Request the specific documentation deficiency identified in the review
Provide additional clinical documentation that was not in the medical record
File a formal appeal within the required timeframe (120 days for Medicare)
Engage a coding expert or healthcare attorney if the overpayment demand is significant
Regulations and Guidelines to Cite
Citing specific regulations strengthens your appeal and demonstrates you know your rights.
Expert Tip for MA91 Appeals
Post-payment review results can be appealed. Success rates at ALJ level are often higher than contractor levels. Consider the cost-benefit before deciding whether to appeal.
Frequently Asked Questions
What is a MA91 denial code?
The payment adjustment is the result of a post-payment medical review, not the initial adjudication.
Can I appeal a MA91 denial?
Yes. All insurance denials are appealable. Follow the step-by-step guide above and submit your appeal before the payer's deadline, typically 180 days from the denial date.

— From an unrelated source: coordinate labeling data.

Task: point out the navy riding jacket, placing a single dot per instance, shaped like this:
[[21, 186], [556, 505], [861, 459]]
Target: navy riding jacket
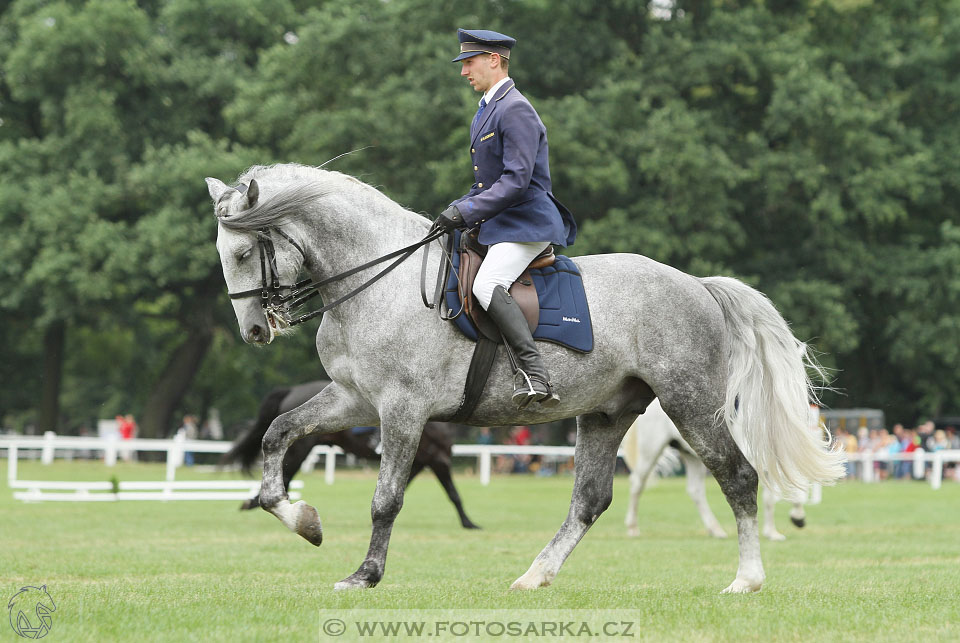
[[512, 197]]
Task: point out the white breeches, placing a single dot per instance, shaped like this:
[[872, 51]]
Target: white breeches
[[502, 265]]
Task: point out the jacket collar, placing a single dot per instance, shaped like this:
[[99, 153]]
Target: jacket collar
[[489, 109]]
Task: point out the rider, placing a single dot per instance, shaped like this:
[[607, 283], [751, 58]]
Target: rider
[[511, 200]]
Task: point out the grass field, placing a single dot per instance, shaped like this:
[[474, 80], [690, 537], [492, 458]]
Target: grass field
[[878, 562]]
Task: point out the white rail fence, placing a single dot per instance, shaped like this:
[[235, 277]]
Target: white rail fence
[[170, 488], [104, 491]]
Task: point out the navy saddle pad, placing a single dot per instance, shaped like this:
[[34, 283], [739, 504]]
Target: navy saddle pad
[[564, 314]]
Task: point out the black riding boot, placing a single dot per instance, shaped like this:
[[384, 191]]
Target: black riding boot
[[531, 381]]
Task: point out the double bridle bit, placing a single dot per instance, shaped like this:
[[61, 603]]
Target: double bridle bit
[[279, 305]]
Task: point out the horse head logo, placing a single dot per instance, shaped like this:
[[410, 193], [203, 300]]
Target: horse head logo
[[30, 612]]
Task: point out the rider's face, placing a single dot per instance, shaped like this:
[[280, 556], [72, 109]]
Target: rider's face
[[481, 71]]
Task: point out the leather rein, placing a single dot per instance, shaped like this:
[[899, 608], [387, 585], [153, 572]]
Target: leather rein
[[280, 304]]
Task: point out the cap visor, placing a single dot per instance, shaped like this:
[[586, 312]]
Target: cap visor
[[467, 54]]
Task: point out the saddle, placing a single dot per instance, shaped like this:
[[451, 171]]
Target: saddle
[[472, 254]]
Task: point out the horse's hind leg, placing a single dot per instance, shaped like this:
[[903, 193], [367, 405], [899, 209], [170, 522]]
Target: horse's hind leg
[[697, 490], [594, 461], [769, 508], [642, 469], [712, 441], [442, 469], [332, 409]]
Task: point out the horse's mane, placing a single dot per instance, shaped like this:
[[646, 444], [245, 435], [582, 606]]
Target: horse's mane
[[292, 188]]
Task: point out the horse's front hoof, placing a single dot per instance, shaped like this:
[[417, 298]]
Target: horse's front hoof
[[535, 578], [742, 586], [356, 580], [308, 524]]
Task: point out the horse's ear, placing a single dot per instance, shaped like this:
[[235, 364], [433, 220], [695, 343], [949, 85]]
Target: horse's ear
[[216, 188], [253, 193]]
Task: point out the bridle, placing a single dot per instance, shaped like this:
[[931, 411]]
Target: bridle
[[281, 302], [272, 299]]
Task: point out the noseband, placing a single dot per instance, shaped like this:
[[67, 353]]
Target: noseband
[[270, 286], [271, 292]]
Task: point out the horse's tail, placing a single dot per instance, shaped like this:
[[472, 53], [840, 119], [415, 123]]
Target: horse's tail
[[247, 447], [768, 396]]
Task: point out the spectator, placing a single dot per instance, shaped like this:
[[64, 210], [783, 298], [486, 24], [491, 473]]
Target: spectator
[[485, 436]]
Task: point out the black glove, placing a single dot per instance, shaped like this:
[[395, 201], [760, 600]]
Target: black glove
[[451, 219]]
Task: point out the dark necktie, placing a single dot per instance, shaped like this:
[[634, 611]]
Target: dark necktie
[[476, 119]]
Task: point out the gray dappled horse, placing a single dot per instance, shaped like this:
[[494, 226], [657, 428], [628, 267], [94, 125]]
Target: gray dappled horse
[[652, 442], [720, 358]]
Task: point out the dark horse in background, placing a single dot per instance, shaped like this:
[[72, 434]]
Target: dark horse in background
[[435, 449]]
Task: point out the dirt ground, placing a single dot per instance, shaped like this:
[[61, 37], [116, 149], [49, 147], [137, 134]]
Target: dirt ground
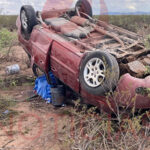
[[37, 125]]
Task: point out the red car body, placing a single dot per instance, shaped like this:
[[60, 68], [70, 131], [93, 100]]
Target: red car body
[[48, 50]]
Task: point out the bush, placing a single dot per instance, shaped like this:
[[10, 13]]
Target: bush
[[92, 131]]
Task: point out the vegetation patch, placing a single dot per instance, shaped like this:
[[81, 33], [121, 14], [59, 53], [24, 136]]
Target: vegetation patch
[[6, 111]]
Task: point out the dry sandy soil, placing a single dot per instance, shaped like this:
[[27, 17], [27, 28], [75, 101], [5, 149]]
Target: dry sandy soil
[[37, 125]]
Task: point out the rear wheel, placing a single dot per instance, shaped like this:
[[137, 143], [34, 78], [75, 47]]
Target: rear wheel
[[83, 6], [28, 20], [99, 73]]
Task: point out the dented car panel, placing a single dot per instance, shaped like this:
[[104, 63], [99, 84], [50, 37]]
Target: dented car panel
[[53, 49]]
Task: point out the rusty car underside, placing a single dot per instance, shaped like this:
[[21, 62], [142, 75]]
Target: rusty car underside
[[92, 35]]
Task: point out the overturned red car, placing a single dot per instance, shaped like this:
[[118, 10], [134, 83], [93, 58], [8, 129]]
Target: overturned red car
[[105, 64]]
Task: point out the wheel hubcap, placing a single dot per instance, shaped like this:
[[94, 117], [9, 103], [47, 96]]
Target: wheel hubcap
[[94, 72], [24, 20]]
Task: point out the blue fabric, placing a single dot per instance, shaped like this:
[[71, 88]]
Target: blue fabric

What documentation do I need to appeal MA91?
For a MA91 denial, you typically need: the original denial letter/EOB, clinical documentation supporting the service, any prior authorization records, and a cover letter citing the relevant regulations listed above. The specific documents depend on why the denial was issued.
How long does a MA91 appeal take?
Most payers are required to process standard appeals within 30–60 days. Expedited appeals (for urgent care) must be decided within 72 hours. Under ERISA, group health plans must provide an appeal decision within 60 days for pre-service and 60 days for post-service claims.